Hello Guys peterharris I am using a Mali T628 GPU on the Odroid XU3 board with Exynos 5422 chip. I have a couple of questions regarding OpenCL on the Mali GPU:
1. Can we get information of active threads or work groups per shader core for Mali-T6xx similar to active warps or blocks per SM in Nvidia using the occupancy tool?
2. Can we get the assembly code (or intermediate representation) for an OpenCL code running on Mali-T6xx similar to PTX of Nvidia?
I understand you cannot tell me about how each of the instructions in OpenCL threads actually get mapped and executed on the functional units inside Tripipe, but if could have some assembly code, that might be useful to predict the performance of OpenCL threads on this GPU. Thanks!
Hi alprakas,
1. DS-5 Streamline does not show you per shader core information. As what happens on what cores are completely transparent to the application running, we do not see any value for the developers to see per shader core statistics
2. The Instruction Set Architecture (ISA) for the GPU's are strictly proprietary and confidential and we currently have no plans to release this ISA information publicly
Regarding predicting performance of OpenCL, we are continually improving our tools to help assist in this in a way that makes sense to the developers. We have added OpenCL support to MGD with the GPUverify tool, as well as introducing a new CL timeline view into DS-5 Streamline. We have also produced material on our website that explains some optimisation techniques that help considerably with OpenCL on embedded mobile devices.
If you have any specific questions regarding optimisation advice, please do not hesitate to ask.
Kind Regards,
Michael McGeagh
Thank you mcgeagh peterharris for your comments. I think I should have given a bit more background of the problem we are trying to solve. We are not Android/game developers. It is purely an academic project, trying to understand the implications of using embedded GPUs for GPGPU applications. Basically, we would like to find a way to predict if a particular application kernel is better for the embedded GPU or not, with respect to maybe multi-core big.LITTLE CPUs or FPGA or DSP, etc. This is where we need a way to roughly predict the applications performance on each of these elements processing elements.
In any case, the one thing I have not tried yet that both of you have mentioned, is to look at the OpenCL timeline in DS5. It just so happens that we have been using the last version of DS-5 without that feature. Using the latest version, as you guys know, requires us to recompile the gator module. We will try this now and report if it gives us any insights into our problem.
Thanks!
Alok
Can we get information of active threads or work groups per shader core for Mali-T6xx similar to active warps or blocks per SM in Nvidia using the occupancy tool?

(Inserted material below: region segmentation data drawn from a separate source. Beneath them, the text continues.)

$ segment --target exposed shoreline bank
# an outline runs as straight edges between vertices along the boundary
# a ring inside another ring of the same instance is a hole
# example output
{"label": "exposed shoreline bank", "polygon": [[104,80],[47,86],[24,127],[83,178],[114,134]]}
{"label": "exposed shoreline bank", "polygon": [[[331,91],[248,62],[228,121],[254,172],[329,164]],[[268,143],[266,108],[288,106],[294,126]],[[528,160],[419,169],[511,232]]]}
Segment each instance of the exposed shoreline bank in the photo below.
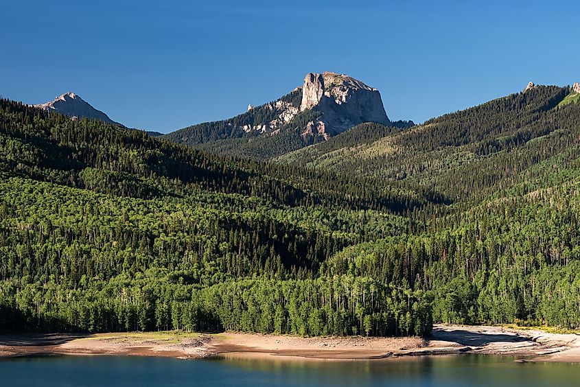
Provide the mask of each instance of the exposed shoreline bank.
{"label": "exposed shoreline bank", "polygon": [[[474,353],[516,361],[580,362],[580,335],[502,327],[437,325],[428,338],[301,338],[227,332],[0,336],[0,357],[44,354],[204,358],[275,356],[310,360],[395,359]],[[240,355],[241,354],[241,355]]]}

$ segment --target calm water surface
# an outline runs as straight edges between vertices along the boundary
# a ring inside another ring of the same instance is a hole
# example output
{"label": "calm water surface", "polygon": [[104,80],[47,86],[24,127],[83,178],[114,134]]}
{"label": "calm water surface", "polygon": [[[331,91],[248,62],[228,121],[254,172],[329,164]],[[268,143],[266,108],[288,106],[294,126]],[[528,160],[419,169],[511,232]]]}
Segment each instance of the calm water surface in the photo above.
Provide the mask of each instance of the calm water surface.
{"label": "calm water surface", "polygon": [[580,364],[461,355],[312,361],[49,356],[0,360],[0,386],[575,386]]}

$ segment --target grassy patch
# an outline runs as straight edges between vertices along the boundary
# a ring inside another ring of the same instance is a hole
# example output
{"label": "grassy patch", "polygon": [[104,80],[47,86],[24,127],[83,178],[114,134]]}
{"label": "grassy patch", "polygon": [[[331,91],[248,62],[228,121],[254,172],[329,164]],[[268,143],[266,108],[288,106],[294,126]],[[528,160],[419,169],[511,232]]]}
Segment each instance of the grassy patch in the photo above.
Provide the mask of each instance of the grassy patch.
{"label": "grassy patch", "polygon": [[548,333],[560,333],[560,334],[580,334],[580,331],[575,331],[574,329],[568,329],[566,328],[560,328],[558,327],[549,327],[548,325],[537,325],[532,327],[526,327],[518,325],[517,324],[507,324],[503,325],[505,328],[510,328],[512,329],[520,329],[522,331],[529,331],[535,329],[538,331],[544,331]]}

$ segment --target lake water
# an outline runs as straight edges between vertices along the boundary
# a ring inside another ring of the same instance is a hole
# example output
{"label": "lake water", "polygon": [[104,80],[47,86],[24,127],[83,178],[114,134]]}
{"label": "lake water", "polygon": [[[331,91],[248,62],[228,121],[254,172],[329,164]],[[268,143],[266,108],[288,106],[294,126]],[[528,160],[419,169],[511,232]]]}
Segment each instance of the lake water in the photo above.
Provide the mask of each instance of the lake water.
{"label": "lake water", "polygon": [[580,364],[483,355],[313,361],[48,356],[0,360],[0,386],[574,386]]}

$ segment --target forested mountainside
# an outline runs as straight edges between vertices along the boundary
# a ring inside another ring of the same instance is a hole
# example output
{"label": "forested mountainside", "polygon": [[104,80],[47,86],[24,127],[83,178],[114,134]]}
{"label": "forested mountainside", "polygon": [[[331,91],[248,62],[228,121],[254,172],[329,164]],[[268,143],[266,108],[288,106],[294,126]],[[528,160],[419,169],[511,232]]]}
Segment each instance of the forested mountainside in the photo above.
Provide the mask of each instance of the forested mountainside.
{"label": "forested mountainside", "polygon": [[349,141],[347,131],[332,139],[338,145],[329,141],[277,160],[405,182],[472,204],[509,188],[520,174],[575,145],[578,106],[558,105],[576,94],[538,86],[378,139]]}
{"label": "forested mountainside", "polygon": [[0,330],[580,327],[574,96],[362,124],[286,163],[1,100]]}

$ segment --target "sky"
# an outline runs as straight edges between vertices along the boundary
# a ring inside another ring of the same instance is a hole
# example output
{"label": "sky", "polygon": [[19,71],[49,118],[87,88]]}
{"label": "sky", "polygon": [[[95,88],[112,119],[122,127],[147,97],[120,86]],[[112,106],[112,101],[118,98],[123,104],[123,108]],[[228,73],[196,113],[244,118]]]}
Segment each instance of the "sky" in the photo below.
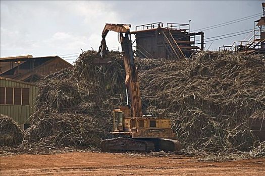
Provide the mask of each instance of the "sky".
{"label": "sky", "polygon": [[[59,55],[72,63],[82,50],[97,50],[105,24],[135,26],[162,22],[188,23],[191,31],[261,13],[261,1],[5,1],[1,5],[1,56]],[[251,18],[208,30],[205,38],[253,29]],[[241,41],[245,34],[210,41],[206,48]],[[120,46],[118,34],[109,33],[110,50]],[[120,51],[121,47],[119,47]]]}

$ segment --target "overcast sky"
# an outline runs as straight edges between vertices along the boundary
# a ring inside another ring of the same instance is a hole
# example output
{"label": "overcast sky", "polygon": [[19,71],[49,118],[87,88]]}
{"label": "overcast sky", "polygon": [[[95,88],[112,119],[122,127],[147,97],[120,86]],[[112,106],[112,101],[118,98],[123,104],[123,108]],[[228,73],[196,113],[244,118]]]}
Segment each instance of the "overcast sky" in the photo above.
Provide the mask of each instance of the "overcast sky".
{"label": "overcast sky", "polygon": [[[132,31],[146,23],[188,23],[191,20],[192,31],[261,13],[262,2],[1,1],[1,56],[59,55],[72,63],[80,48],[97,50],[105,23],[131,24]],[[253,29],[258,19],[205,31],[205,38]],[[247,35],[217,40],[209,49]],[[110,49],[120,46],[114,32],[108,34],[106,41]]]}

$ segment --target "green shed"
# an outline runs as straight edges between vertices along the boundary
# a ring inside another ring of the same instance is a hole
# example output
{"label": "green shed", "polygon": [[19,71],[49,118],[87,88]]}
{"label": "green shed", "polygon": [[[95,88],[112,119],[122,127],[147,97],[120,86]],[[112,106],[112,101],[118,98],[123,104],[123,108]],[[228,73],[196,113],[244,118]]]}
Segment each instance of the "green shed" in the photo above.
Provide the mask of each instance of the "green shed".
{"label": "green shed", "polygon": [[34,83],[0,77],[0,113],[12,117],[22,129],[26,127],[37,91]]}

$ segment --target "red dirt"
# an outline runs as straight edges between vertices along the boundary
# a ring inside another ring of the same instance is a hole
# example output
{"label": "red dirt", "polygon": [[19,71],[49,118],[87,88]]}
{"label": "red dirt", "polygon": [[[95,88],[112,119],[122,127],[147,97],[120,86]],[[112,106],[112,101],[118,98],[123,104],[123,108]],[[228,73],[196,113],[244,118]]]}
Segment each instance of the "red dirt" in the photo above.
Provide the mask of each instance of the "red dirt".
{"label": "red dirt", "polygon": [[265,158],[198,162],[182,156],[92,152],[1,157],[4,175],[264,175]]}

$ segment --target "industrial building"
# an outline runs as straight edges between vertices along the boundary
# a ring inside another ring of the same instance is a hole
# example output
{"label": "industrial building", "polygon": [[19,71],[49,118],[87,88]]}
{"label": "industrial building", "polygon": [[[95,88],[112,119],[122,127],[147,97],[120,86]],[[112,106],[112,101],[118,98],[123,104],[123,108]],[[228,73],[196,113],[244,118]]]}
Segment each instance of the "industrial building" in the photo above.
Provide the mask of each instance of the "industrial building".
{"label": "industrial building", "polygon": [[35,82],[51,72],[73,66],[58,56],[2,57],[0,58],[0,76]]}
{"label": "industrial building", "polygon": [[242,41],[219,47],[219,50],[228,50],[239,53],[265,53],[265,3],[261,3],[263,14],[255,21],[253,30]]}
{"label": "industrial building", "polygon": [[[176,59],[189,57],[194,52],[204,49],[204,33],[190,32],[189,24],[162,22],[147,24],[135,27],[130,32],[135,35],[136,53],[140,58],[165,58]],[[196,46],[195,39],[200,36],[200,46]]]}
{"label": "industrial building", "polygon": [[27,128],[37,91],[34,83],[0,77],[0,113],[11,117],[22,129]]}

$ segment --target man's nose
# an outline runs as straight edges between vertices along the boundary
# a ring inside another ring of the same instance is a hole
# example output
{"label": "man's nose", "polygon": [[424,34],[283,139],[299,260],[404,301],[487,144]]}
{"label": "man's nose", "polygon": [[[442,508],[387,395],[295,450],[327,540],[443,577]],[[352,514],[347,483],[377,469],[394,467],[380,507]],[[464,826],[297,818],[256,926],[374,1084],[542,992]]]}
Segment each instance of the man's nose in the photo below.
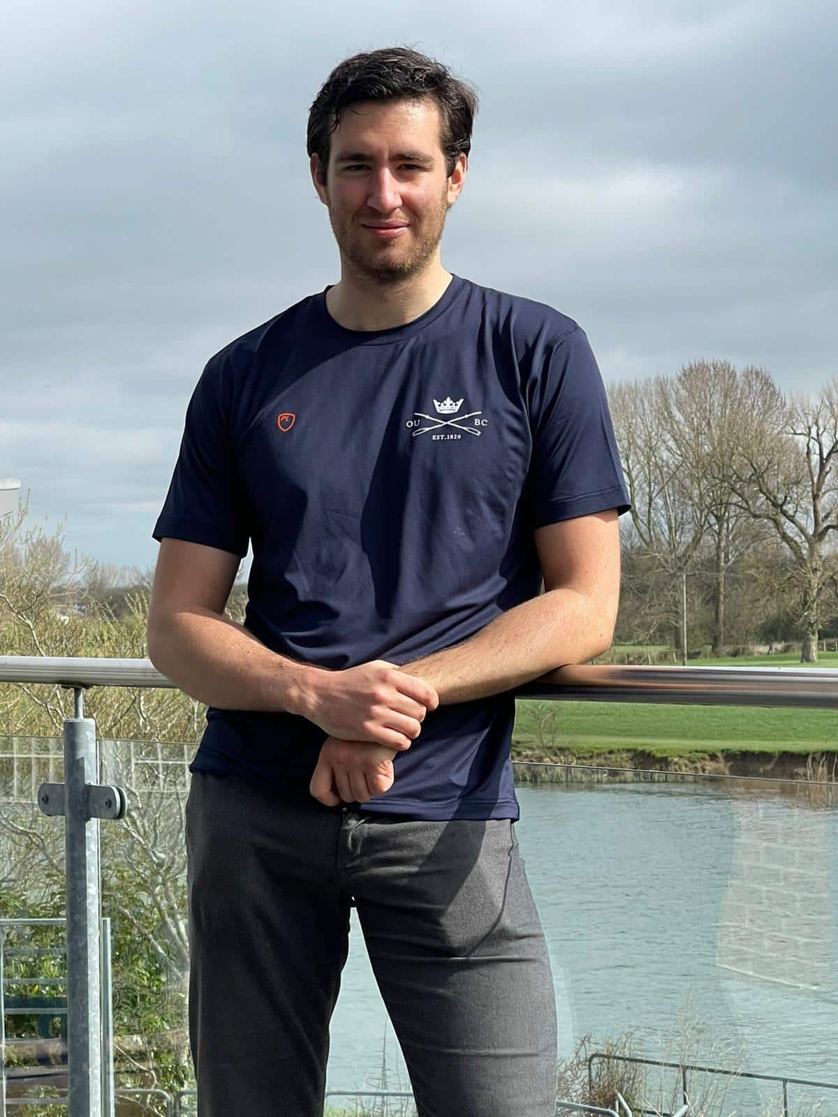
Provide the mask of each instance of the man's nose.
{"label": "man's nose", "polygon": [[383,168],[377,174],[373,173],[372,185],[370,187],[370,204],[375,209],[393,210],[401,206],[401,194],[389,168]]}

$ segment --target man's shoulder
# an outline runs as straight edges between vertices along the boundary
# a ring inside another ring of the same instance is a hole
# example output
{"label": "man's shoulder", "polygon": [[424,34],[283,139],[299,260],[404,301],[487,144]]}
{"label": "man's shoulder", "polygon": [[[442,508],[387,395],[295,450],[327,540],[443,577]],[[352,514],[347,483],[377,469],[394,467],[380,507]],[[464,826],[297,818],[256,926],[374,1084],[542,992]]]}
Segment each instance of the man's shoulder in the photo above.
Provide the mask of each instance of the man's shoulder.
{"label": "man's shoulder", "polygon": [[492,307],[498,321],[511,321],[517,333],[532,335],[533,340],[556,342],[574,330],[581,330],[579,323],[569,315],[558,311],[549,303],[530,298],[527,295],[516,295],[496,287],[472,283],[486,303]]}

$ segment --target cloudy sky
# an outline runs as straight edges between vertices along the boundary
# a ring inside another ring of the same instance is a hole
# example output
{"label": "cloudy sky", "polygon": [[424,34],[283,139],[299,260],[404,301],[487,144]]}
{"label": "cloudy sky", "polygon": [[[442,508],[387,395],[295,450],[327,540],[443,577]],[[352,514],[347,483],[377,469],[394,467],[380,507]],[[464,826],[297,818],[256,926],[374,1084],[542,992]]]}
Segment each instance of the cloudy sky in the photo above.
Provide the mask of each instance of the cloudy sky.
{"label": "cloudy sky", "polygon": [[[330,70],[406,45],[480,97],[442,264],[587,331],[607,383],[698,357],[838,374],[834,0],[4,17],[0,477],[70,553],[151,538],[207,359],[340,278],[308,175]],[[249,565],[249,558],[246,566]]]}

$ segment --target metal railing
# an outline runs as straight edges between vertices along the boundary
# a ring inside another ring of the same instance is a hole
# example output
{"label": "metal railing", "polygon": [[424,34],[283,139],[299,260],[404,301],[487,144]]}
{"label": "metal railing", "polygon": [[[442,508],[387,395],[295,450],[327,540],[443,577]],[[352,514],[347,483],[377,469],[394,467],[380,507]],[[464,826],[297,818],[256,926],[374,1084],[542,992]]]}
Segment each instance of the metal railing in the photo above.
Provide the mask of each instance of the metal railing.
{"label": "metal railing", "polygon": [[[642,1067],[667,1067],[670,1070],[680,1071],[680,1090],[682,1097],[685,1105],[685,1110],[688,1108],[688,1090],[687,1090],[687,1075],[689,1071],[701,1071],[706,1075],[718,1075],[725,1078],[750,1078],[763,1082],[779,1082],[782,1086],[782,1117],[789,1117],[789,1087],[790,1086],[815,1086],[821,1090],[836,1090],[838,1092],[838,1083],[836,1082],[818,1082],[810,1078],[791,1078],[788,1075],[758,1075],[755,1071],[750,1070],[726,1070],[723,1067],[702,1067],[695,1062],[667,1062],[664,1059],[642,1059],[638,1056],[630,1054],[610,1054],[606,1051],[593,1051],[588,1057],[588,1085],[591,1087],[593,1085],[593,1063],[597,1060],[603,1062],[630,1062],[634,1065],[639,1065]],[[645,1111],[645,1110],[644,1110]],[[674,1115],[677,1117],[677,1114]]]}
{"label": "metal railing", "polygon": [[[74,691],[74,715],[64,723],[65,782],[42,784],[38,805],[65,820],[69,1117],[104,1117],[108,1110],[103,1109],[102,1090],[99,820],[123,818],[127,800],[121,787],[96,783],[96,724],[84,716],[84,691],[93,686],[175,688],[175,684],[147,659],[40,656],[0,656],[0,682],[54,684]],[[514,694],[574,701],[837,709],[838,670],[568,665],[514,688]],[[0,1089],[4,1094],[1,1076]]]}

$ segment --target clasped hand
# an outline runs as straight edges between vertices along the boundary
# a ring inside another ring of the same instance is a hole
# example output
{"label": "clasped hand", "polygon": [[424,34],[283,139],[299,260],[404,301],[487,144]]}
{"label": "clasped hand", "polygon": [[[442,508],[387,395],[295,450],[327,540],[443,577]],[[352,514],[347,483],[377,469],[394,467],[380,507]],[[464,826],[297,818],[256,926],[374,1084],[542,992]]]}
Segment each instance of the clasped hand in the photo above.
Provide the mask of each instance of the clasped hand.
{"label": "clasped hand", "polygon": [[393,785],[393,756],[398,748],[368,741],[326,737],[308,790],[325,806],[365,803]]}
{"label": "clasped hand", "polygon": [[436,689],[381,659],[306,678],[298,713],[328,734],[312,795],[325,806],[383,795],[393,785],[393,756],[410,747],[426,712],[439,705]]}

In addition to McGeagh's comment, it's also worth remembering that mobile GPUs have far fewer cores than desktop GPUs so load balancing is less of an issue. If you design your compute kernel pipeline well (lots of threads per kernel, avoid serialization), then the workload will be statistically flat (i.e. approximately the same number of workgroups are run on each core). DS-5 Streamline does give you counters for the shader cores, but they are averaged over all of the cores implemented in your SoC.
HTH, Pete